Lenders will always approve your application based on current information provided. If you quit your job or decide to take one that pays less can throw a wrench into your mortgage plans.
Avoid New Debt and Pay Down Existing Debt
You’re not going to need to be squeaky clean and have a zero balance running on any of your credit cards to be able to qualify for a mortgage but the less you owe, the better. Debts determine if you can get a mortgage and ultimately how much you’ll be able to acquire from the lender. During the process a lender will evaluate your debt-to-income ratio before approving anything. If you have high debt because you have a lot of money owing on your credit cards then the lender can turn down your request simply because your monthly payments exceed 35% of your monthly income.
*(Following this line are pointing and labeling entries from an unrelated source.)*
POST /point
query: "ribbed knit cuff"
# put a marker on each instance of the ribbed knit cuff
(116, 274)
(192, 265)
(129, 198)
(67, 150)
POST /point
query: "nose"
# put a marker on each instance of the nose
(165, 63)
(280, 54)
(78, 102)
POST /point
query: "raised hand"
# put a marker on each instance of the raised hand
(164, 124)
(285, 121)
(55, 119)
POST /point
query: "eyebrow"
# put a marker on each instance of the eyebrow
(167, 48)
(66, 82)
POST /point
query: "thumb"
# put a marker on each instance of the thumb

Not many people do it but it makes the most sense prior to looking for a home. Getting pre-approved for a mortgage loan is one of the most financially responsible things you can do. You know what you can afford before bidding and it can also prevent you from falling in love with certain properties that you can’t afford.
Getting pre-approved is a simple process. First, contact your preferred mortgage lender and work towards submitting the necessary information (financial and personal) before awaiting for a response. A pre-approval typically includes everything you’ll need to know from how much you can spend to what the interest rate and payments will be. While not always that simple it certainly can be if you’ve followed the previous steps above.
Know How Much You Can Afford
I know, it seems like an obvious statement but truth be told it’s generally not for most potential mortgage applicants. It’s no secret that lenders will typically pre-approve applicants more money then they generally can afford. This usually builds excitment with the applicant but many don’t take into account the monthly budget they need to incur. Don’t let lenders manipulate the amount, instead factor in how much you spend on things like gas, groceries, insurance, and bills.
You’re better off purchasing a home that helps you live within your means as opposed to wracking up continuous debt.